After several years of scattered bombings and no-fly zones, an Oil-for-Food program was devised by the United Nations as a way of alleviating the suffering of the Iraqi people, but of course it ended up enriching the coffers of Saddam and once again subsidizing his reign of terror over the populace who could now afford to eat, at least.
But when Bush invaded in 2003, we totally wiped out the Ba’ath state and the Iraqi economy. We destroyed infrastructure, schools, hospitals, aid offices, homes, businesses and the like. We irradiated every city with radioactive depleted uranium munitions. We seized the oil fields and shipping lanes.

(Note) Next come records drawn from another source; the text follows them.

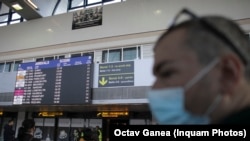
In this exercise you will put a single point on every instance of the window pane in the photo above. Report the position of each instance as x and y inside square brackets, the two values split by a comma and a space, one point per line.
[76, 3]
[105, 56]
[139, 52]
[111, 1]
[61, 56]
[129, 53]
[93, 1]
[15, 16]
[49, 58]
[7, 67]
[3, 24]
[1, 67]
[16, 65]
[114, 55]
[76, 55]
[4, 9]
[4, 18]
[14, 22]
[39, 59]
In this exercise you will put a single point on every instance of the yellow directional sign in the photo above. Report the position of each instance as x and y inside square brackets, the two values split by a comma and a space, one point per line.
[103, 81]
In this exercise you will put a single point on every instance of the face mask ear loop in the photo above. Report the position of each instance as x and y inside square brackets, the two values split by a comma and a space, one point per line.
[213, 105]
[201, 74]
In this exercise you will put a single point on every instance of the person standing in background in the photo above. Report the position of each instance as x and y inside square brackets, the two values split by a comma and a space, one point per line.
[9, 133]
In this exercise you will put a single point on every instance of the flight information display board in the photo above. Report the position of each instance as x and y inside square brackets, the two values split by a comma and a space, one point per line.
[62, 81]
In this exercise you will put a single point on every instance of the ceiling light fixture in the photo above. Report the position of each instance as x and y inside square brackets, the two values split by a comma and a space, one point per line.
[32, 4]
[17, 6]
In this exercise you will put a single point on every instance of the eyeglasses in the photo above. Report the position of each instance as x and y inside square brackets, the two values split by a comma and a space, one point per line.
[211, 29]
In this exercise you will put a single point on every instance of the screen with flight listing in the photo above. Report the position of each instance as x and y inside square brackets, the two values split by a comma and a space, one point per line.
[61, 81]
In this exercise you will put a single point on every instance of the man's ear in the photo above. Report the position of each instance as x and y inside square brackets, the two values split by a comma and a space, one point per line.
[232, 71]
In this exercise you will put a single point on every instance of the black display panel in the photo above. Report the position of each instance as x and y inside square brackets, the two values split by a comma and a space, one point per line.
[62, 81]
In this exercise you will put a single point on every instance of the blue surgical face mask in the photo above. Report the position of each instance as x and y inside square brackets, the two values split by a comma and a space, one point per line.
[167, 105]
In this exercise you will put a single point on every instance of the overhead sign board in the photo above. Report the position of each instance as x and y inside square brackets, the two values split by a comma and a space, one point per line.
[116, 74]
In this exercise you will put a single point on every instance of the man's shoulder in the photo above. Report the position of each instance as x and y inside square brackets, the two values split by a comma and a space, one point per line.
[36, 139]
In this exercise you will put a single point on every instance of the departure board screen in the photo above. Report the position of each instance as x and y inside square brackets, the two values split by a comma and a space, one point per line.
[62, 81]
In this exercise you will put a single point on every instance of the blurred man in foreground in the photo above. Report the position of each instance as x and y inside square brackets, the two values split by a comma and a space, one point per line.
[202, 72]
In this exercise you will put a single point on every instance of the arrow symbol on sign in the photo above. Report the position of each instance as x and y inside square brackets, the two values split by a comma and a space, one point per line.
[103, 81]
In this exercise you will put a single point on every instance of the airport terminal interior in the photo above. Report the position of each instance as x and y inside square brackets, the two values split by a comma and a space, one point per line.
[73, 65]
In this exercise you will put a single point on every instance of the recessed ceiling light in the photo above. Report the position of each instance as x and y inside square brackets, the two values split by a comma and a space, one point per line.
[17, 6]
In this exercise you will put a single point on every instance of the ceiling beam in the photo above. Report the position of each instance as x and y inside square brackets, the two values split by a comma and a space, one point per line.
[28, 12]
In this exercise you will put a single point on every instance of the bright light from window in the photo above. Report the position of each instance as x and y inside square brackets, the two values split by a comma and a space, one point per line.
[3, 24]
[93, 1]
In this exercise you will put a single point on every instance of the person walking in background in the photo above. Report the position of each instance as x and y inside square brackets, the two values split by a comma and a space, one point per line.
[9, 133]
[26, 132]
[202, 71]
[99, 132]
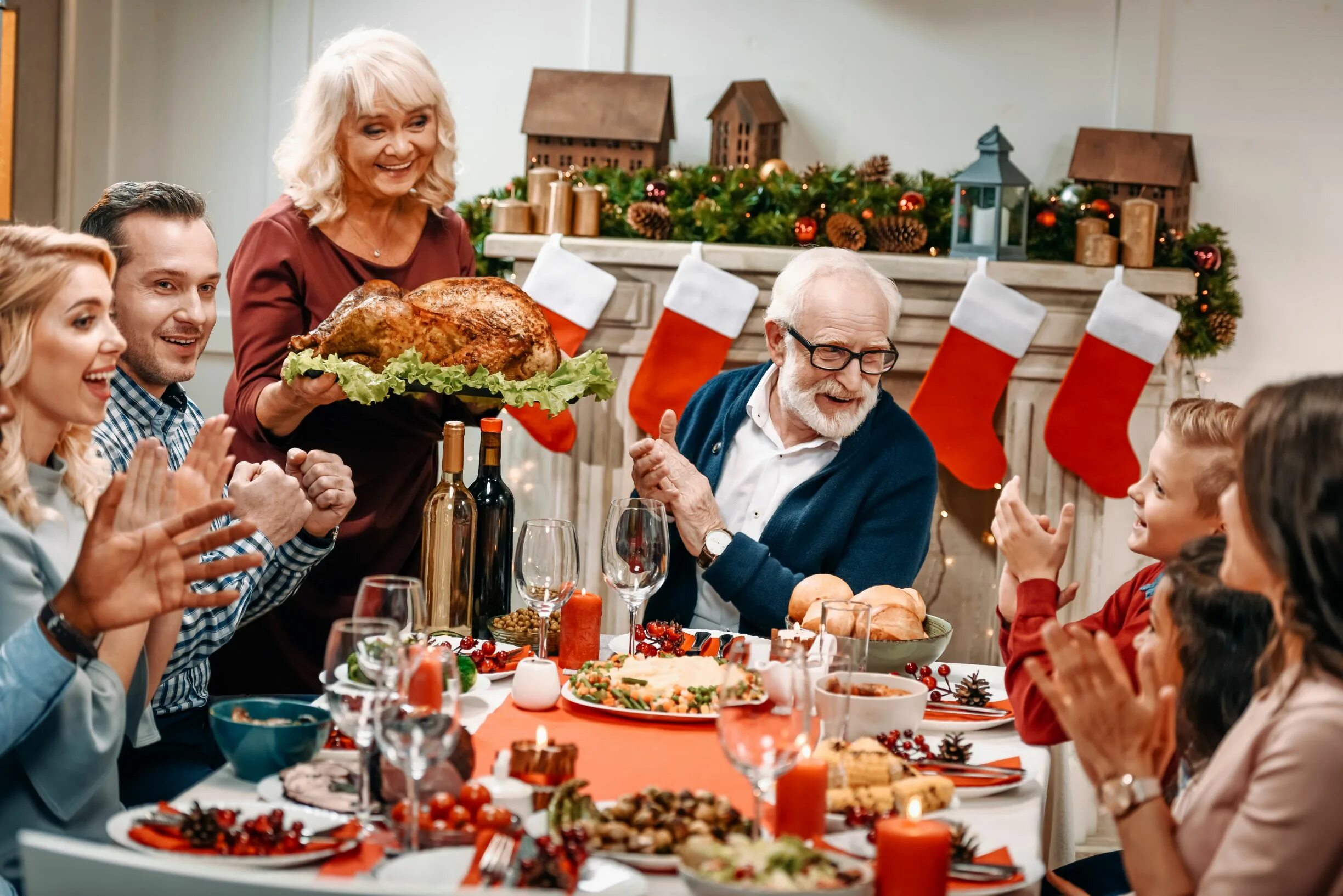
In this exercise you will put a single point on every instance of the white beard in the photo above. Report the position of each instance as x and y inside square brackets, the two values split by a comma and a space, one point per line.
[801, 401]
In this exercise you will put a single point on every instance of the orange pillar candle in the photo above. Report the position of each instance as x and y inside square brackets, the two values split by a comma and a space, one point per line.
[913, 856]
[801, 802]
[580, 629]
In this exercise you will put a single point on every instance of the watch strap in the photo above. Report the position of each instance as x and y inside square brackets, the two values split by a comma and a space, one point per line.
[66, 634]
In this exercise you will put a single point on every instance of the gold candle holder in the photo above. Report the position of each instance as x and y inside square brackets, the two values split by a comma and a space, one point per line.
[1138, 232]
[541, 765]
[588, 211]
[1088, 227]
[559, 214]
[539, 194]
[511, 217]
[1101, 250]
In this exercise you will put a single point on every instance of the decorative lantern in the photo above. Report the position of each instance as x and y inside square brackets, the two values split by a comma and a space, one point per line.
[991, 203]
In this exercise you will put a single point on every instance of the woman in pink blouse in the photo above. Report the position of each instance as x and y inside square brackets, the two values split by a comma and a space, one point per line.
[1264, 814]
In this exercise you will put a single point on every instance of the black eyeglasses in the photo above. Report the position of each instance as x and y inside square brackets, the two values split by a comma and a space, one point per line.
[836, 358]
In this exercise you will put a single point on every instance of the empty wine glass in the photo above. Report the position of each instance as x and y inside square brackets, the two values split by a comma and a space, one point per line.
[634, 551]
[393, 597]
[355, 690]
[547, 568]
[418, 726]
[763, 730]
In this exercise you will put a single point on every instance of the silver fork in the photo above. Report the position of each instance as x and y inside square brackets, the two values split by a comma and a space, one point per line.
[496, 859]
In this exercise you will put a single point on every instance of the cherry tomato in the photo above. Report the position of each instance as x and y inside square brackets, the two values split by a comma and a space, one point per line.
[492, 816]
[473, 797]
[439, 805]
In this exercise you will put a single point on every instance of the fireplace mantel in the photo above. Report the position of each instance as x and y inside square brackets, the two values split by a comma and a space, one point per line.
[961, 574]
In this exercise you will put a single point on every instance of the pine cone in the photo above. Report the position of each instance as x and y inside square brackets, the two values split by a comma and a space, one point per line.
[973, 691]
[954, 748]
[1224, 327]
[845, 232]
[899, 234]
[651, 221]
[963, 844]
[876, 168]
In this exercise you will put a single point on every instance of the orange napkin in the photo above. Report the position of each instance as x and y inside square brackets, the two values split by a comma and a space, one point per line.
[933, 714]
[967, 781]
[998, 858]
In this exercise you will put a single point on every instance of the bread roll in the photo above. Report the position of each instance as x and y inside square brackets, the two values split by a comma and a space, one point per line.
[816, 589]
[895, 622]
[880, 595]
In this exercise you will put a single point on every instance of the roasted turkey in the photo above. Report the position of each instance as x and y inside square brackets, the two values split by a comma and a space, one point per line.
[462, 320]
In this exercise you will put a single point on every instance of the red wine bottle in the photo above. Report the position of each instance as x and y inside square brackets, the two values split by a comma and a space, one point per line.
[493, 583]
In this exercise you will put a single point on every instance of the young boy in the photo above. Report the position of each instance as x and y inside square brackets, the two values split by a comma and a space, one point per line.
[1189, 468]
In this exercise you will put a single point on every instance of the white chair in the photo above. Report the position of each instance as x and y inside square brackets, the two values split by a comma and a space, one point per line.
[61, 865]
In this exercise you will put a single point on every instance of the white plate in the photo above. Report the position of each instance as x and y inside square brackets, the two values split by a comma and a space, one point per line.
[538, 825]
[120, 825]
[637, 714]
[441, 868]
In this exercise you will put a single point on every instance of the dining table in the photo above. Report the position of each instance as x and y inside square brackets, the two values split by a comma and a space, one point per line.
[1011, 820]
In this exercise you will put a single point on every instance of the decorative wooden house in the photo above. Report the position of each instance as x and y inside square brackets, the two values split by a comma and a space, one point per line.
[606, 119]
[1138, 163]
[747, 125]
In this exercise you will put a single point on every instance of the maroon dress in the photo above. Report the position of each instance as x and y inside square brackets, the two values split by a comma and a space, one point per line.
[285, 279]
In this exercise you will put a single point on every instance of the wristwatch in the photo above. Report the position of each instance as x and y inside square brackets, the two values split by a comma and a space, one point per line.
[715, 543]
[1122, 796]
[67, 636]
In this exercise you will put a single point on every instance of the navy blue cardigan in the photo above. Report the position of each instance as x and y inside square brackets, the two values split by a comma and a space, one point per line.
[865, 517]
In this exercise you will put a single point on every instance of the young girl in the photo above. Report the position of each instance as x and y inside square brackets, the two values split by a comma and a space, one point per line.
[1263, 816]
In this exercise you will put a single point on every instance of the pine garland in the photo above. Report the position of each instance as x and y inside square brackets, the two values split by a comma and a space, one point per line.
[718, 205]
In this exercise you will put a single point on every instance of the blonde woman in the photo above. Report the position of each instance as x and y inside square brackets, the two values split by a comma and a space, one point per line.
[59, 348]
[368, 162]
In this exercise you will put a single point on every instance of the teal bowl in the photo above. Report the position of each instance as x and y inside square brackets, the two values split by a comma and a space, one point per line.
[258, 751]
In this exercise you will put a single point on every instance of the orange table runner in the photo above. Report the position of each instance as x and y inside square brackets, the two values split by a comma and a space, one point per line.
[621, 756]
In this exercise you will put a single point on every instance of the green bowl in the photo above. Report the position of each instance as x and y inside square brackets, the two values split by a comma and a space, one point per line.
[258, 751]
[892, 656]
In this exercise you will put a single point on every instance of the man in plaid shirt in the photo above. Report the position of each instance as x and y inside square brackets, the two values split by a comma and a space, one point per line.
[164, 301]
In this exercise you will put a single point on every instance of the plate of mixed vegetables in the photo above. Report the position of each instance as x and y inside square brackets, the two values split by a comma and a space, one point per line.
[667, 688]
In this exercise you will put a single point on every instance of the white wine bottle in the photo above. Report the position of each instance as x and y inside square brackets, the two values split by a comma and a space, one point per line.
[449, 543]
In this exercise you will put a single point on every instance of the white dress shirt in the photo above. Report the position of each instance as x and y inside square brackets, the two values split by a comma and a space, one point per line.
[758, 475]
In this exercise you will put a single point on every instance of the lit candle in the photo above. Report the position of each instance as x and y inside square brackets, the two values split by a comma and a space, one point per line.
[580, 629]
[913, 855]
[801, 802]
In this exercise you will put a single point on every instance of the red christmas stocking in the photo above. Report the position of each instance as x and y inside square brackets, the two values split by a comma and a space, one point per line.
[991, 328]
[1087, 430]
[573, 295]
[704, 311]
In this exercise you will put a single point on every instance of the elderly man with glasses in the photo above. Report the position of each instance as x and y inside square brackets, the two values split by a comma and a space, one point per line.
[795, 466]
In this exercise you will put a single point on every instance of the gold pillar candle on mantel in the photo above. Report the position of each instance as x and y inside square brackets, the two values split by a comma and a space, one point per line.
[1088, 227]
[539, 194]
[511, 217]
[1101, 250]
[543, 765]
[1138, 232]
[588, 211]
[559, 210]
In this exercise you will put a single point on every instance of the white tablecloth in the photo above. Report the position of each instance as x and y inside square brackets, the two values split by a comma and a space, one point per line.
[1011, 820]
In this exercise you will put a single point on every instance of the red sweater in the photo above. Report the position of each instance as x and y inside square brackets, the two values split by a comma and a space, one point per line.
[1123, 617]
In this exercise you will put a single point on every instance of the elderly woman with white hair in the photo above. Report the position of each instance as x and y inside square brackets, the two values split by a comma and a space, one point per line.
[797, 466]
[368, 163]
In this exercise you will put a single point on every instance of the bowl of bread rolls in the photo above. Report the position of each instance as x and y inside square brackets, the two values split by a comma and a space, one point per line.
[901, 628]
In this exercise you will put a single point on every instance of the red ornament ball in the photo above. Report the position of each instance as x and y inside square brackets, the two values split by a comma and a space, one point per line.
[1207, 257]
[656, 191]
[805, 229]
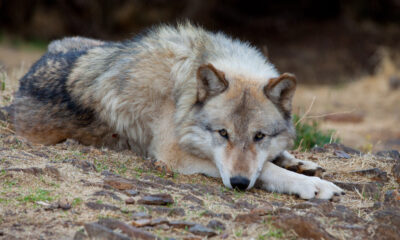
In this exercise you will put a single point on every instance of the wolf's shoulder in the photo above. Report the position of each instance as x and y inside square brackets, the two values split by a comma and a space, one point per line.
[68, 44]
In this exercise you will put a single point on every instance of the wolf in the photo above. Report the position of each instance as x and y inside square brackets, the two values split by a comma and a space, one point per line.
[198, 101]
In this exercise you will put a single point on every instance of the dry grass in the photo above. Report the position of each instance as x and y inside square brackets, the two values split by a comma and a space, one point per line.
[24, 218]
[369, 97]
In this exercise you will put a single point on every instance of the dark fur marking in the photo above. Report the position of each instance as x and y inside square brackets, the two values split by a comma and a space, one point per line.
[46, 81]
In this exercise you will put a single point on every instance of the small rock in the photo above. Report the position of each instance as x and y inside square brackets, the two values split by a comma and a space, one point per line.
[181, 224]
[107, 194]
[396, 171]
[82, 164]
[49, 170]
[167, 211]
[248, 218]
[325, 206]
[208, 213]
[119, 183]
[156, 199]
[317, 149]
[341, 154]
[244, 205]
[392, 198]
[305, 227]
[97, 231]
[101, 206]
[131, 192]
[133, 232]
[148, 222]
[140, 215]
[394, 154]
[394, 82]
[216, 225]
[304, 205]
[191, 198]
[389, 216]
[262, 211]
[64, 204]
[201, 230]
[387, 232]
[370, 189]
[345, 214]
[341, 147]
[375, 173]
[80, 235]
[130, 201]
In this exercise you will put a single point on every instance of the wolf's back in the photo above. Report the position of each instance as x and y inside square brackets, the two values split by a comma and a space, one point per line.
[44, 110]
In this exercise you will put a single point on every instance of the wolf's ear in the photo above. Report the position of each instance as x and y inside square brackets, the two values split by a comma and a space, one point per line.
[210, 82]
[280, 91]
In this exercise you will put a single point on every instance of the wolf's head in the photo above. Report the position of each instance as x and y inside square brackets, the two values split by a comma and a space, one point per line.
[239, 123]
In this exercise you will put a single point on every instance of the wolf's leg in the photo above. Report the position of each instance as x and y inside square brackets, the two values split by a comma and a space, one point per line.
[288, 161]
[276, 179]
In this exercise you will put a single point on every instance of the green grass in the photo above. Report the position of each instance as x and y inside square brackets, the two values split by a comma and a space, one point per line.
[77, 201]
[308, 135]
[38, 195]
[276, 233]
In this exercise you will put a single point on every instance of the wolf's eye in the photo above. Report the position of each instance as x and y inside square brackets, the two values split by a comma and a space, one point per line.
[259, 136]
[223, 133]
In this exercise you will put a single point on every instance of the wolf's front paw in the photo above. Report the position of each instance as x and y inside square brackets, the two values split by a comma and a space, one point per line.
[307, 168]
[314, 187]
[301, 166]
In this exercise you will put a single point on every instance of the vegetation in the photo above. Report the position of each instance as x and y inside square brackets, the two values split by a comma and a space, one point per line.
[308, 135]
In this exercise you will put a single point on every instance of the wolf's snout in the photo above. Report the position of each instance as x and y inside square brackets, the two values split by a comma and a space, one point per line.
[240, 182]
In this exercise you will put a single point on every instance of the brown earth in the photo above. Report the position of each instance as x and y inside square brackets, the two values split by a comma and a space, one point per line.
[57, 192]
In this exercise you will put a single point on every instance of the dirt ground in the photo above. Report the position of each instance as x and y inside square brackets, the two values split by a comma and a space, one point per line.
[58, 192]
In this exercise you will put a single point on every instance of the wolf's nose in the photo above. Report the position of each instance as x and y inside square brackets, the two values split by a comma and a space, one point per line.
[240, 182]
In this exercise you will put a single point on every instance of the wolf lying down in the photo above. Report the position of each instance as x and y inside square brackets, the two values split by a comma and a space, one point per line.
[198, 101]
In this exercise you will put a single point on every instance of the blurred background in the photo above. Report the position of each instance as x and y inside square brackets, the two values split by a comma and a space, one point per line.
[346, 54]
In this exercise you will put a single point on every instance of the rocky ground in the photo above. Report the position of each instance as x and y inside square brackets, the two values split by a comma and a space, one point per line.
[70, 191]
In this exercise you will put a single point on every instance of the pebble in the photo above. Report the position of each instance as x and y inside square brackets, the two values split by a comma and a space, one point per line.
[119, 183]
[216, 225]
[157, 199]
[341, 154]
[131, 192]
[130, 201]
[99, 232]
[201, 230]
[375, 173]
[305, 227]
[101, 206]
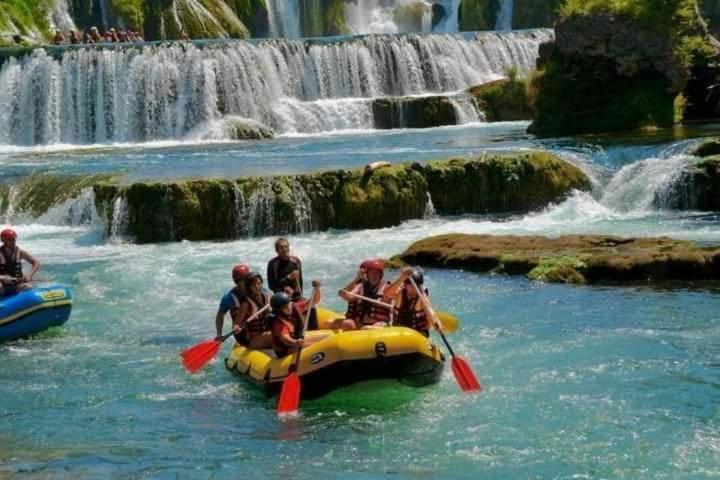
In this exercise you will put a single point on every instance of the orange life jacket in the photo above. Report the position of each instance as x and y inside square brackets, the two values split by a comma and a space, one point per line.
[294, 325]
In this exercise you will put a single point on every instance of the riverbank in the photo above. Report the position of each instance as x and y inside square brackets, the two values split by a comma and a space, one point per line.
[578, 259]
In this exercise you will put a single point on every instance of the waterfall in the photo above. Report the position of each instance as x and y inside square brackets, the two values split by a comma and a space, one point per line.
[302, 209]
[284, 18]
[261, 210]
[119, 221]
[645, 185]
[157, 92]
[466, 109]
[241, 212]
[504, 18]
[323, 115]
[74, 211]
[430, 211]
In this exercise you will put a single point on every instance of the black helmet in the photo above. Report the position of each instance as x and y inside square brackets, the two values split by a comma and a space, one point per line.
[417, 277]
[279, 300]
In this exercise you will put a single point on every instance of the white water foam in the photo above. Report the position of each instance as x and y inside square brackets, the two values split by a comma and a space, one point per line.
[159, 93]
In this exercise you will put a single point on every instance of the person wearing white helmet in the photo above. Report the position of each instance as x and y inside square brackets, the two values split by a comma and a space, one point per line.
[12, 278]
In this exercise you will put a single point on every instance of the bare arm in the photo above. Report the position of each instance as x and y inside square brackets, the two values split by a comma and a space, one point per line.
[31, 260]
[351, 286]
[219, 322]
[392, 289]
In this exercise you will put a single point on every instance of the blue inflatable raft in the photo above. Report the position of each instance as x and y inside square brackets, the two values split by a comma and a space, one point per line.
[34, 311]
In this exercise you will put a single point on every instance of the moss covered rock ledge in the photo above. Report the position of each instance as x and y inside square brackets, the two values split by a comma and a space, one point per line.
[226, 209]
[576, 259]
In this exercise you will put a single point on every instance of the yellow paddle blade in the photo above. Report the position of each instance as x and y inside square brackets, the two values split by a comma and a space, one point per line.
[326, 317]
[451, 323]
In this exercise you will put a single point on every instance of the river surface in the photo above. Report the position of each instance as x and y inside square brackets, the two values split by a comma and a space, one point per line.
[603, 382]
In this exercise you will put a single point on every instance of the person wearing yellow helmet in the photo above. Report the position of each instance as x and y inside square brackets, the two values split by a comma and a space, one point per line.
[368, 282]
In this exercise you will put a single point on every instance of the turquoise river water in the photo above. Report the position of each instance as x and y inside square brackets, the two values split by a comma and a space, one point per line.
[609, 382]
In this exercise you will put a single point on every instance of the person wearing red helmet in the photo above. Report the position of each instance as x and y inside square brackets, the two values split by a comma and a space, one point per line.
[231, 301]
[12, 279]
[368, 282]
[253, 334]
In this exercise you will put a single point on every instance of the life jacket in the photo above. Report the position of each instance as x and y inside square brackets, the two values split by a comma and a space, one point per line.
[276, 274]
[366, 313]
[411, 314]
[258, 325]
[11, 264]
[294, 324]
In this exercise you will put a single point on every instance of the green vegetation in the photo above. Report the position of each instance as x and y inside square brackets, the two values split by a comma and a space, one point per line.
[535, 13]
[28, 17]
[478, 14]
[504, 100]
[607, 84]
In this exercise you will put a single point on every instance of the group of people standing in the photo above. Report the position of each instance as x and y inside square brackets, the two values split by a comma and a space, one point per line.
[275, 319]
[93, 35]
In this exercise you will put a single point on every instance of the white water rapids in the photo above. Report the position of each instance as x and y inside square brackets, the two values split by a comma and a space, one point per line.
[89, 96]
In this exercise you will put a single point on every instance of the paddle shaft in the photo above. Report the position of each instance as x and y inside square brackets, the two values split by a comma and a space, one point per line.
[436, 323]
[252, 317]
[296, 362]
[369, 300]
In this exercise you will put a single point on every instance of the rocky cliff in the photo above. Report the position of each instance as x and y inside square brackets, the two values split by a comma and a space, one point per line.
[619, 66]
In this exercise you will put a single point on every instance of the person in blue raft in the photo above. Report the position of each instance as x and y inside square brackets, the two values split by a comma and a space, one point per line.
[12, 278]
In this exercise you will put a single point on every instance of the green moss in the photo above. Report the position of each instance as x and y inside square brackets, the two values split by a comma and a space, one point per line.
[535, 13]
[408, 17]
[503, 100]
[559, 269]
[383, 198]
[567, 102]
[36, 194]
[478, 14]
[131, 11]
[29, 17]
[253, 14]
[322, 17]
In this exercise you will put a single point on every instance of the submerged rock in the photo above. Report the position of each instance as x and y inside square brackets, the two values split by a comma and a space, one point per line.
[224, 209]
[569, 259]
[414, 112]
[232, 128]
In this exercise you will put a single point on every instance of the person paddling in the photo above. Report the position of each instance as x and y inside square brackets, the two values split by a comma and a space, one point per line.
[231, 301]
[12, 279]
[368, 282]
[410, 311]
[253, 333]
[287, 324]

The Oil-for-Food program had nothing on the Coalition Provisional Authority when it came to corruption. Not only did the CPA seize Iraq’s oil wealth (Iraq, which sits on the world’s second largest oil reserves, was actually importing oil from Kuwait during the CPA’s reign), but it carried out a massive kleptocratic campaign to the tune of $8.8 billion dollars which has never and will never be accounted for. Even now, The Big Four — Exxon, Chevron, BP and Shell are poised to take control of Iraq’s oil fields, spiriting away the money that might be used for reconstruction if the America wasn’t so hell-bent on making Iraq a third-world country with first-world resources. It makes a certain kind of sense–we trust Western oil companies a hell of a lot more than we trust any Muslim, and that’s what Bush keeps hinting at when he warns of a terrorist state with unlimited access to oil money.
But the CPA is hardly the only war profiteer exporting Iraq’s natural resourses. Recently it was discovered that the Iraqi military seems to be running an arms trade on the side, stealing $8 million in U.S.-supplied weapons intended for the security of the country. And then there’s the military contractors.
As I’ve mentioned before, the Iraq project entails the world’s largest corporate fraud operation. Scottish criminologist Dave Whyte says the “scale and intensity of the corruption and fraud perpetrated by the occupation is unprecedented in modern history.
The occupation and its business partners in crime aren’t just stealing money from the Iraqis; they’re stealing money from the occupying countries’ taxpayers. The occupation is basically a huge financial sinkhole for Iraq and everyone else. The Iraqi government is both racketeering victim and embezzler; on the one hand they’re being charged what amounts to protection money from oil revenues by occupying forces, while at the same time they’re skimming off the top to fund death squads among other sordid ventures.
When people are impoverished, when they are fighting each other over scraps, civil wars break out. The destruction of Iraq, which everyone saw coming, had one natural consequence, only we can’t bring ourselves to admit it. Congress recently decided, by the way, to close down the Office of the Special Inspector General for Iraq Reconstruction, as a reward to the auditor who is constantly uncovering contractor fraud and corruption in our “reconstruction effort.” This craven act shows above all why the United States is incapable of helping Iraq out of the chaos we have caused there.